Abstract:
Multiple-antenna systems that operate at high rates require simple yet
effective space-time transmission schemes to handle the large traffic
volume in real time. At rates of tens of bits/sec/Hz, V-BLAST, where
every antenna transmits its own independent substream of data, has
been shown to have good performance and simple encoding and decoding.
Yet V-BLAST suffers from its inability to work with fewer receive
antennas than transmit antennas---this deficiency is especially important
for modern cellular systems where a basestation typically has more antennas
than the mobile handsets. Furthermore, because V-BLAST transmits independent
data streams on its antennas there is no built-in spatial coding to guard
against deep fades from any given transmit antenna. On the other hand,
there are many previously-proposed space-time codes that have good fading
resistance and simple decoding, but these codes generally have poor
performance at high data rates or with many antennas.

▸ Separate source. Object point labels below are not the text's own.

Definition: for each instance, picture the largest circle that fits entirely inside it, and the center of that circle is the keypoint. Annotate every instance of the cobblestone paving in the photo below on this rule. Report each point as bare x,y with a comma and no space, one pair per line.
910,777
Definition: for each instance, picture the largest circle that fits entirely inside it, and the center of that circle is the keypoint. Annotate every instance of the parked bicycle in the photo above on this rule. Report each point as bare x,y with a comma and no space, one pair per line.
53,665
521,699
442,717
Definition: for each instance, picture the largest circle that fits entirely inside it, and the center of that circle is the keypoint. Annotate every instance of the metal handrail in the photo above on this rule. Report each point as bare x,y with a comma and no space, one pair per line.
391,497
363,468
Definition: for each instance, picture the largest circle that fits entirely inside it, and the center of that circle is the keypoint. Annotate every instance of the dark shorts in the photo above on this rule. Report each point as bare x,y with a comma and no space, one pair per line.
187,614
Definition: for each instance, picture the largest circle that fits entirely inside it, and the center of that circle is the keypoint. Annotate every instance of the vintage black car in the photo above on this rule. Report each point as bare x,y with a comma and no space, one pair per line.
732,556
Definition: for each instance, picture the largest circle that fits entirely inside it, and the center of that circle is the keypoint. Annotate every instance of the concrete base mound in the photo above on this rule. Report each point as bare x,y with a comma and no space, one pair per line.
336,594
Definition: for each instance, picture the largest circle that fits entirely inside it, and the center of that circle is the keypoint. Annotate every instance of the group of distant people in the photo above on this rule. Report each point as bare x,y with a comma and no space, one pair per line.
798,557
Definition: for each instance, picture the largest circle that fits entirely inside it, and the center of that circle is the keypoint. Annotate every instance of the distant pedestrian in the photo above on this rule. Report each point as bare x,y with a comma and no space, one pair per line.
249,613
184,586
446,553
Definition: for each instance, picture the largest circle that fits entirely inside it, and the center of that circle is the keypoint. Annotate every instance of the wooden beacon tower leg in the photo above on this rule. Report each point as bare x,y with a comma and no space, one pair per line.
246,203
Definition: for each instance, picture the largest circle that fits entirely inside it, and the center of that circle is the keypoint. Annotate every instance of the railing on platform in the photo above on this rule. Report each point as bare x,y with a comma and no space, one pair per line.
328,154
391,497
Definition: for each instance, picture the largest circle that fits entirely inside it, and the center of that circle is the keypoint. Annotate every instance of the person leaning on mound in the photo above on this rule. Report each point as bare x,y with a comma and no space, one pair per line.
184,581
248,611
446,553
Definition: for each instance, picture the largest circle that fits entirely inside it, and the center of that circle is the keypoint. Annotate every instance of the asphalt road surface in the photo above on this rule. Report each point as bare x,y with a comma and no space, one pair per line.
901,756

We propose a high-rate coding scheme that can handle any configuration of
transmit and receive antennas and that subsumes both V-BLAST and many
proposed space-time block codes as special cases. The scheme transmits
substreams of data in linear combinations over space and time. The codes
are designed to optimize the mutual information between the transmitted and
received signals. Because of their linear structure, the codes retain the
decoding simplicity of V-BLAST, and because of their information-theoretic
optimality, they possess many coding advantages. We give examples of the
codes and show that their performance is generally superior to earlier
proposed methods over a wide range of rates and SNR's.
Status:
Submitted to IEEE Trans. Info. Theory, August 2000.
Revised April 2001.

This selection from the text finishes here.